When I launched the first version of Listen2RE without a systematic way to evaluate the LLM output, the first month had quality inconsistencies that hurt early retention. That mistake taught me the rule I now apply to every AI feature: the eval harness is pre-launch infrastructure, not a phase-two nice-to-have.
Why "ship and watch" fails for AI
For a deterministic feature, "ship it and watch the dashboards" is fine. The behavior is fixed. For an LLM feature, the behavior is a distribution. The same prompt can produce a great answer, a mediocre one, and a confidently wrong one across three runs. If you have no harness, you are not measuring quality — you are sampling vibes.
The cost shows up as silent retention loss. Users hit a bad output, lose trust, and churn without filing a complaint. You never see the cause in your funnel.
What an eval harness actually is
Three parts:
- A reference dataset. A frozen set of representative inputs with known-good expectations. Not your whole traffic — a curated 100 to 300 cases that cover the common path, the edge cases, and the known failure modes.
- Scorers. Automated graders that turn each output into a number or a label. LLM-as-a-judge for subjective quality, exact-match or regex for structured fields, and cheap heuristics where they apply.
- A gate. A threshold the feature must clear before it ships, and a number you watch after.
The LLM-as-a-judge pattern, done responsibly
LLM-as-a-judge means a second model scores the first model's output against a rubric. It works, but only if you treat the judge like any other model: validate it. On Listen2RE the judge ran as a pre-publish filter at an 85 percent pass threshold; anything below routed to a human spot-check. We also sampled judge decisions against human labels to confirm the judge agreed with us roughly 9 times out of 10. A judge you have not calibrated is just another unmeasured model.
Where the leverage is
Once the harness exists, three things change:
- Prompt changes become measurable. You stop arguing about whether a new prompt is "better" and run it through the set.

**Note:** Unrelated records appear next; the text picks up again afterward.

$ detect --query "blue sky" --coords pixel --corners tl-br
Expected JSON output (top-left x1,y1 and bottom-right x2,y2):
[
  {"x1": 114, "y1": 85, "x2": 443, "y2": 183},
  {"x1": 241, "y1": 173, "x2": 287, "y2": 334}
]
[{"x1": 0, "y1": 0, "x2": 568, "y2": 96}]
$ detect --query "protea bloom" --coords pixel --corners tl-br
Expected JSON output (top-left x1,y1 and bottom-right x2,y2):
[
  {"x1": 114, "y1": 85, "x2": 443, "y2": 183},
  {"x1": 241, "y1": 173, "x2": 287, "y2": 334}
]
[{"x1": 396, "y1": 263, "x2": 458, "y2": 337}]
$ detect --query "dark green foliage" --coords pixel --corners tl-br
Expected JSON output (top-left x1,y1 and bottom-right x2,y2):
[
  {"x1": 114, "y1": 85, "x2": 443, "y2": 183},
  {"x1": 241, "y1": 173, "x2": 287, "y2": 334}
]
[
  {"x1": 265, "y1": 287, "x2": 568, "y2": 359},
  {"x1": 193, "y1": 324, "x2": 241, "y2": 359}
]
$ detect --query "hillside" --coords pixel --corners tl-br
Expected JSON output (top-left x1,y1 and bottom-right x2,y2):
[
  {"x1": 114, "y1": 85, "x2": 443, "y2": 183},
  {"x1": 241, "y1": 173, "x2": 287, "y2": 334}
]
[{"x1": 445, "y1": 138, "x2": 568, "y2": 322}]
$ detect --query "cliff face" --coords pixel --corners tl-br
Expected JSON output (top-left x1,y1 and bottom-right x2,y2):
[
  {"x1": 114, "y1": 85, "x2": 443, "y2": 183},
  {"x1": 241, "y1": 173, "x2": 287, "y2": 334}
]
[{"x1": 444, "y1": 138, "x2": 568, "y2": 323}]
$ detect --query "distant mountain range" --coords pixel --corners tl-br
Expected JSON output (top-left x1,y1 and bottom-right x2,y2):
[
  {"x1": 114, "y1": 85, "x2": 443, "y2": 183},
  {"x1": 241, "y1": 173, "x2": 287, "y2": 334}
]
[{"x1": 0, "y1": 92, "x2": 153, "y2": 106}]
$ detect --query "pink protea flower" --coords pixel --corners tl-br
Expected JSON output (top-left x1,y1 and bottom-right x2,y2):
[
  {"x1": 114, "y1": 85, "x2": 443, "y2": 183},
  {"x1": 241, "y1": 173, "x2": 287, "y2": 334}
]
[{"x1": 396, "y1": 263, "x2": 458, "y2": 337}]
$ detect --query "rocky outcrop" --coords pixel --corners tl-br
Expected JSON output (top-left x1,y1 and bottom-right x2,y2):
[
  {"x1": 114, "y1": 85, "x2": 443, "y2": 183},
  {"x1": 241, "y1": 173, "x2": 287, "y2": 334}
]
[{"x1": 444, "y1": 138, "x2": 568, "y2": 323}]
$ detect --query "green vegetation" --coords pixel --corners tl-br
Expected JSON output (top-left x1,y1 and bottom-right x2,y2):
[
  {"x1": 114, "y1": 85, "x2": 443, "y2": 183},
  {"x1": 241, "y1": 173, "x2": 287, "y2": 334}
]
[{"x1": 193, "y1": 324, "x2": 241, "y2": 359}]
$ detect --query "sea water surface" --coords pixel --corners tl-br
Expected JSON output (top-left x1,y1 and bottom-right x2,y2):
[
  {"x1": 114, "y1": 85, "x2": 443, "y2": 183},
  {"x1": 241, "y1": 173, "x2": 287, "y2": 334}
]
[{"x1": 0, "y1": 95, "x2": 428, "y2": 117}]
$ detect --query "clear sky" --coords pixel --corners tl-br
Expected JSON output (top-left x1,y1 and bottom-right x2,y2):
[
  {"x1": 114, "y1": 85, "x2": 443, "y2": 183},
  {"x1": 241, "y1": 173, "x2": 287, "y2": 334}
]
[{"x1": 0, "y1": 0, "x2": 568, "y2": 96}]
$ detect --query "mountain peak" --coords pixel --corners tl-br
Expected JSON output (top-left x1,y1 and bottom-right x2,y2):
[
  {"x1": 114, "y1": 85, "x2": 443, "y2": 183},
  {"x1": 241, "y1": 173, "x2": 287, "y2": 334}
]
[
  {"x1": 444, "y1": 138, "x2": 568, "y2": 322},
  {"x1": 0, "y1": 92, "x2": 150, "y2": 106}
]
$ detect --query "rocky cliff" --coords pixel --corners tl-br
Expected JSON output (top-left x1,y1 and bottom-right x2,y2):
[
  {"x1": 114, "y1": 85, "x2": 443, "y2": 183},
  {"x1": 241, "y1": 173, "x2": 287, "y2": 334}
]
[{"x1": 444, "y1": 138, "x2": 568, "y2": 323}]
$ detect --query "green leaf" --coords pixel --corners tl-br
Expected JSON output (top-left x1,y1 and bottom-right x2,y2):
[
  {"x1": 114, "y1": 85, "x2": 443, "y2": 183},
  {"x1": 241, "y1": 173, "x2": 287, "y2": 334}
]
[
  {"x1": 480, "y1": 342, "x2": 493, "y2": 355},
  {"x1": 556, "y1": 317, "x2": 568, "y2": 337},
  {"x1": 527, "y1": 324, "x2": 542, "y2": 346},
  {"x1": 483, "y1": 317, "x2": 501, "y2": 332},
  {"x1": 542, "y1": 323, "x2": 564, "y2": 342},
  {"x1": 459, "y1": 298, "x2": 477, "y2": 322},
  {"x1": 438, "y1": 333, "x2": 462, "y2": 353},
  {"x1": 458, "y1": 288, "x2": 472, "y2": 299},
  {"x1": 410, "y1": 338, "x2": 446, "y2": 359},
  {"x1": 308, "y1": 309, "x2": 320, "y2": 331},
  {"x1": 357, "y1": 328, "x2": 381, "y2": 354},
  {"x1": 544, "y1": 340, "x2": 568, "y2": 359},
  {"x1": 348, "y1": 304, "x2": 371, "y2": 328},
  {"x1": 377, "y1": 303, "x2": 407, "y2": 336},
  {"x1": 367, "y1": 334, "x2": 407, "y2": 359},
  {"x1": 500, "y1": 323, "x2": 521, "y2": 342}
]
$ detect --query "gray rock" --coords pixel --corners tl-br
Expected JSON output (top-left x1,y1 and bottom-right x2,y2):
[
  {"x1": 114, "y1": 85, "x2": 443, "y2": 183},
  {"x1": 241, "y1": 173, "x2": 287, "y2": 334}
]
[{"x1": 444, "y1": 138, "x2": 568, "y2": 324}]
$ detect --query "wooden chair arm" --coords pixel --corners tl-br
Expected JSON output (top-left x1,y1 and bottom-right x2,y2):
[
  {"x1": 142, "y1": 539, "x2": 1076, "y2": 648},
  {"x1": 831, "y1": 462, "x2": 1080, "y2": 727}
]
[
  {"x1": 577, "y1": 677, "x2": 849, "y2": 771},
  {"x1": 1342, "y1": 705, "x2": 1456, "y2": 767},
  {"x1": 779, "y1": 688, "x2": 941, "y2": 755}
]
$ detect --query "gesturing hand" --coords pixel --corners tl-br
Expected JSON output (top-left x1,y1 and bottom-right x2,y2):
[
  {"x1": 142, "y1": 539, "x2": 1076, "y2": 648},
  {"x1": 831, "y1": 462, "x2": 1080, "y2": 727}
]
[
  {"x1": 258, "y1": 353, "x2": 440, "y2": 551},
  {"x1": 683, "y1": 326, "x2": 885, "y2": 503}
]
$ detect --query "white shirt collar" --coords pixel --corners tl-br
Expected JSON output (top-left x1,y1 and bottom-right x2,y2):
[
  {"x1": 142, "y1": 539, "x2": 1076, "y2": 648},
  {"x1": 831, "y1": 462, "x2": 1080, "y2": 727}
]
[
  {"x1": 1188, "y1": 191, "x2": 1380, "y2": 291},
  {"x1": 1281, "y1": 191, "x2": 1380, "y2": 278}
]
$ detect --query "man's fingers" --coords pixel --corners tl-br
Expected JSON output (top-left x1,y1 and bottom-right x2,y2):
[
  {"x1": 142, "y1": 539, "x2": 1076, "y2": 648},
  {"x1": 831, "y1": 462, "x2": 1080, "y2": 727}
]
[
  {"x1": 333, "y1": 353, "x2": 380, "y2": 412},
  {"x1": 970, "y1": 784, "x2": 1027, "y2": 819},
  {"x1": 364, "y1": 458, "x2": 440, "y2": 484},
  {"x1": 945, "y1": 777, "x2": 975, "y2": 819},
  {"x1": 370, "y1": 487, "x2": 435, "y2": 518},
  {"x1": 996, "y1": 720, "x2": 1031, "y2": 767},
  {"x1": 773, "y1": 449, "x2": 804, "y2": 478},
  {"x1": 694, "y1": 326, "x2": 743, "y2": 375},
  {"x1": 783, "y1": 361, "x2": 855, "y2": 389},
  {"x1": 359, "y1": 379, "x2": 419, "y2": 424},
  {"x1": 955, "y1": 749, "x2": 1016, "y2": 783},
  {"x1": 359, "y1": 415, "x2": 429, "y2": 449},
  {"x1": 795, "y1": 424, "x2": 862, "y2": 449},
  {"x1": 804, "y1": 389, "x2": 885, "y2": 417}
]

- Regressions get caught. A model upgrade that improves the common path can quietly break an edge case. The set catches it before users do.
- Cost drops with confidence. We cut cost per session by 40 percent over six months because the harness let us aggressively optimize prompts and caching without fear of silently degrading quality.
The PM's job here
This is not "the ML team's problem." The PM owns the rubric, because the rubric is a product decision: what does good mean for this feature, for this user, in this context? Engineers can build the scorer. Only the PM can define what it should reward.
Start before you ship. The harness you build in week one is the thing that lets you move fast for the next two years.